Experts Estimate ISIS Is Making Up to $3 Million a Day Selling Oil from Captured Fields

Experts Estimate ISIS Is Making Up to $3 Million a Day Selling Oil from Captured Fields

The terrorist group Islamic State, formerly the Islamic State of Iraq and al-Sham (ISIS), could be making up to $3 million a day in illicit oil sales using captured oil fields in Iraq and Syria. Iraqi officials are warning that the jihadists are selling their own oil in ISIS-controlled areas and shipping it out to shady buyers in nearby countries.

According to NBC, the Islamic State – which is attempting to transition from terrorist group to, precisely, a state – has begun to sell gas from oil fields and wells it has acquired at gas stations in Mosul, the second-largest city in Iraq and ISIS’s de facto capital in Iraq (the capital of the Islamic State is officially Raqqa, Syria). It is also said to be selling oil barrels to black market traders in Turkey at $25 per barrel.

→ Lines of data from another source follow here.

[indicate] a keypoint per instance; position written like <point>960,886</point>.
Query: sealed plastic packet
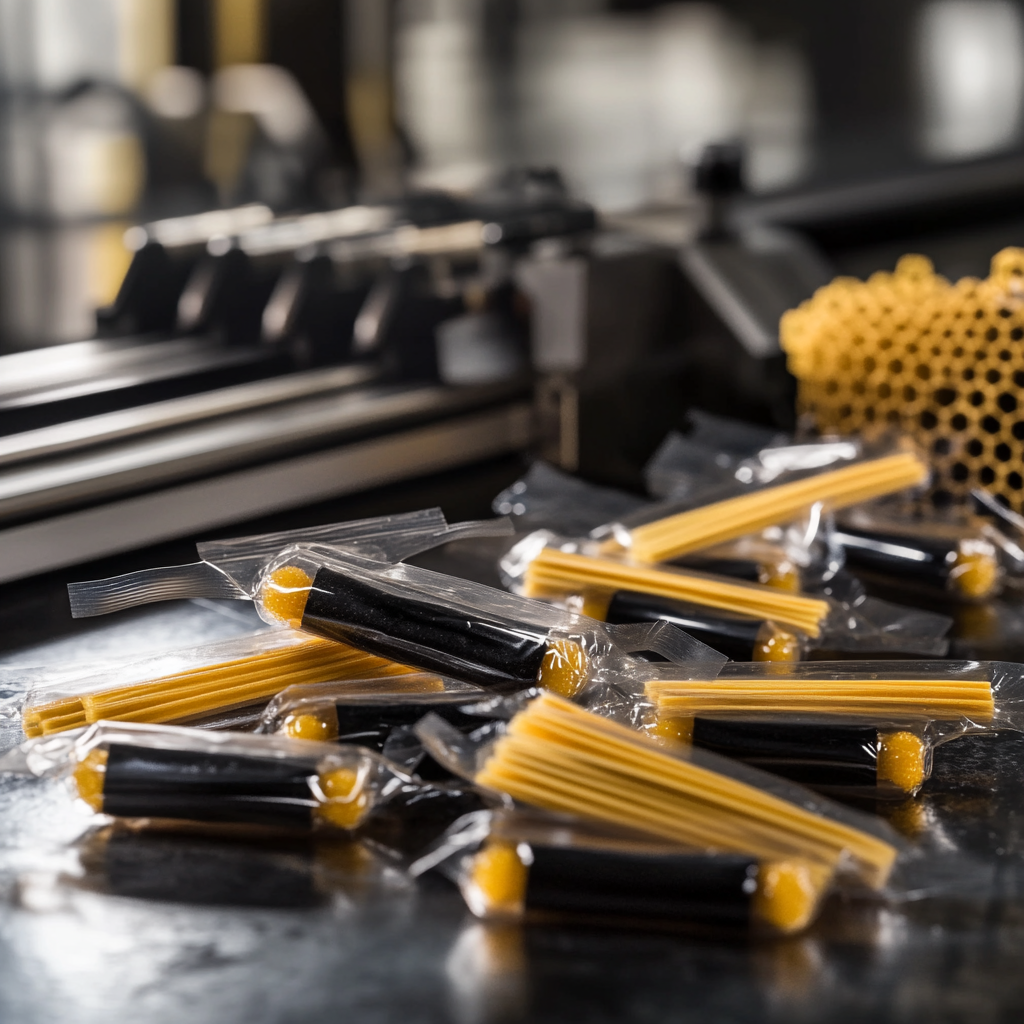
<point>199,684</point>
<point>522,864</point>
<point>551,499</point>
<point>230,568</point>
<point>780,556</point>
<point>469,631</point>
<point>370,713</point>
<point>131,770</point>
<point>781,484</point>
<point>953,555</point>
<point>778,626</point>
<point>845,727</point>
<point>556,756</point>
<point>708,457</point>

Supporters of the Islamic State have been publishing photos on Twitter of what they allege are mass distributions of gasoline to people in Raqqa and Mosul, as an attempt to provide as a government to the conquered:

NBC notes that about 80 wells captured in Iraq by ISIS are not pumping, but this issue does not appear to be a problem yet in the oil fields captured in Syria. According to Foreign Policy, which estimates that ISIS is making up to $3 million a day in revenue on oil alone, illicit production of oil in both Iraq and Syria, by ISIS as well as other jihadist groups, is up to 80,000 barrels a day. In Syria, 60% of oil fields are controlled by jihadists or tribesman, not the government of President Bashar al-Assad.

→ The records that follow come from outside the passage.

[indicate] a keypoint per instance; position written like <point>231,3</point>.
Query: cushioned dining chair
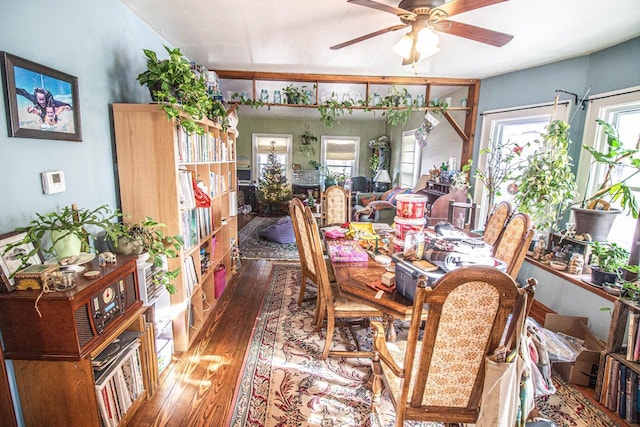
<point>514,242</point>
<point>440,377</point>
<point>335,307</point>
<point>336,205</point>
<point>496,222</point>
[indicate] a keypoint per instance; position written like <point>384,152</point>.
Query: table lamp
<point>382,180</point>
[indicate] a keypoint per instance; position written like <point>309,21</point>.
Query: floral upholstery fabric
<point>465,325</point>
<point>510,241</point>
<point>335,207</point>
<point>495,224</point>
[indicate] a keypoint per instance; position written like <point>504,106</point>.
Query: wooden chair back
<point>336,205</point>
<point>496,222</point>
<point>468,210</point>
<point>303,241</point>
<point>514,242</point>
<point>442,376</point>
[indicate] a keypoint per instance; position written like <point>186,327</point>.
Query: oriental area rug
<point>252,246</point>
<point>284,383</point>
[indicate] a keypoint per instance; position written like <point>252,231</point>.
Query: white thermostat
<point>53,182</point>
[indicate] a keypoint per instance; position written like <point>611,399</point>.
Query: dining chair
<point>514,242</point>
<point>440,376</point>
<point>336,205</point>
<point>496,222</point>
<point>335,307</point>
<point>468,212</point>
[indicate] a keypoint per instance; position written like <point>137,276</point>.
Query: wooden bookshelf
<point>152,153</point>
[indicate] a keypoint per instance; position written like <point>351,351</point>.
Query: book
<point>346,251</point>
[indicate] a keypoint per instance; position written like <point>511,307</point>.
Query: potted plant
<point>148,236</point>
<point>178,90</point>
<point>607,262</point>
<point>66,233</point>
<point>595,215</point>
<point>545,185</point>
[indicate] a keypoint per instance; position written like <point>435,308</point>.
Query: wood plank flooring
<point>200,386</point>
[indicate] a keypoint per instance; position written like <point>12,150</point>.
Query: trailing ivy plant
<point>177,89</point>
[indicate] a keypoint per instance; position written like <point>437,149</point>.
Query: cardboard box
<point>580,371</point>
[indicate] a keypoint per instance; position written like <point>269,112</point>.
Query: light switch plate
<point>53,182</point>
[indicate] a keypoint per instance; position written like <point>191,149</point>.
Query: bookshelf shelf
<point>157,164</point>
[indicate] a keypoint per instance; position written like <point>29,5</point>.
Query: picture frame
<point>9,263</point>
<point>40,102</point>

While the numbers are alarming, its oil production may not be enough to sustain the Islamic State. As the jihadist group attempts to expand from being a rogue collective of international mujahideen to a government, it will need to pay salaries and offer public services and social programs. This is especially true of a socialist experiment like the Islamic State, which has indicated a high interest in providing for social welfare and limiting private enterprise. As one expert tells Foreign Policy, ISIS has “gone from being the world’s richest terrorist organization to the world’s poorest state.”

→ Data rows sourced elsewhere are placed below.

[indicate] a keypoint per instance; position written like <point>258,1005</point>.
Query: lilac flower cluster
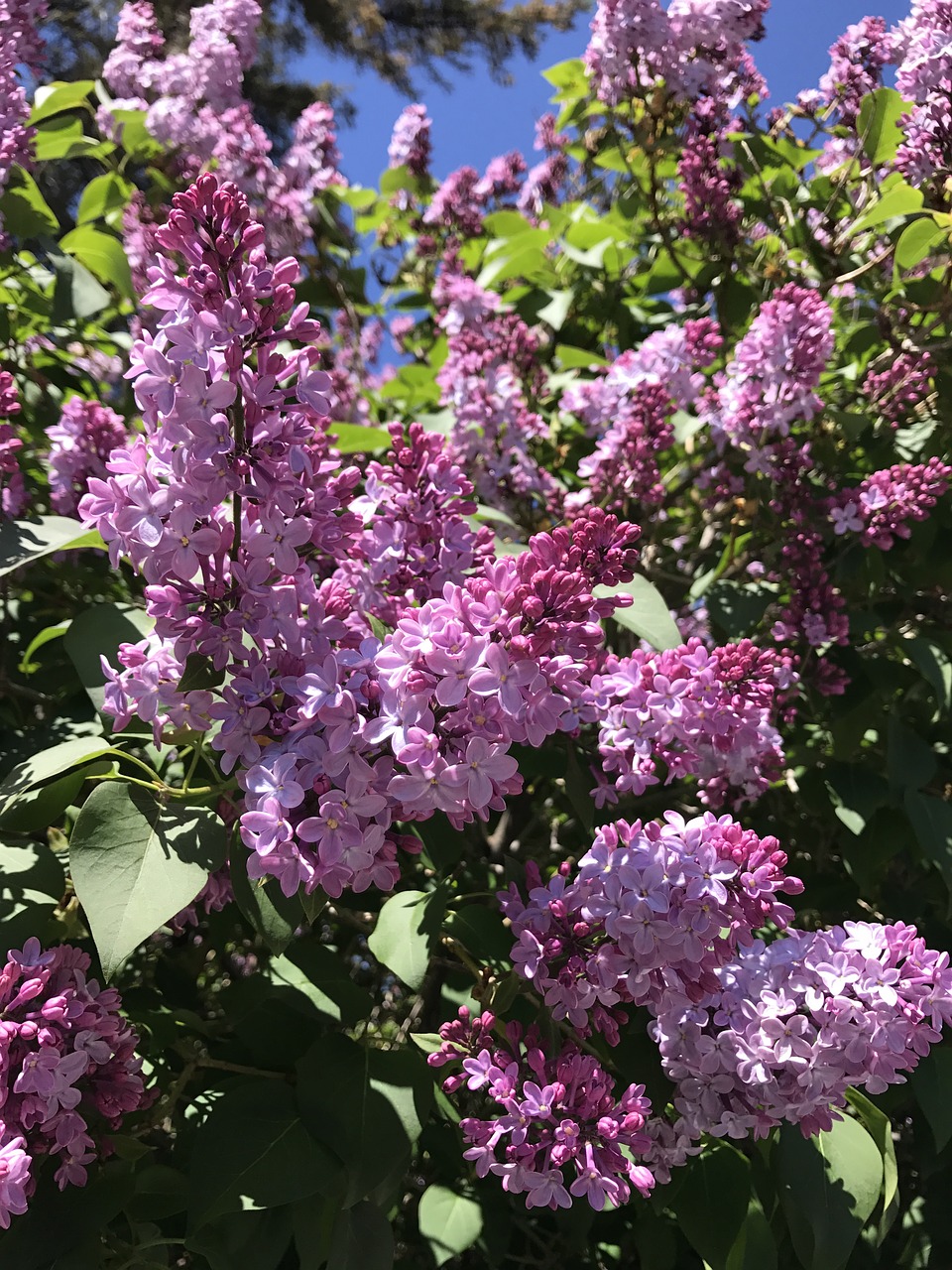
<point>411,144</point>
<point>921,49</point>
<point>627,409</point>
<point>13,493</point>
<point>884,504</point>
<point>67,1065</point>
<point>793,1024</point>
<point>490,371</point>
<point>235,511</point>
<point>857,60</point>
<point>705,712</point>
<point>708,180</point>
<point>80,444</point>
<point>694,49</point>
<point>651,915</point>
<point>416,538</point>
<point>772,377</point>
<point>548,1114</point>
<point>194,104</point>
<point>19,46</point>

The revenue from oil sales has triggered enough interest in the United Nations that sanctions may be forthcoming for those who do business with the state, however. On Monday, the UN Security Council issued a statement condemning “any engagement in direct or indirect trade of oil from Syria and Iraq involving terrorist groups” and defining such business as “financial support for terrorists and may lead to further sanctions listings.” That statement was, however, drafted by Russia, which has its own reasons to make sales from the Islamic State difficult: an unsavory reputation of its own that has led to sanctions on its own oil sales from the European Union and the United States.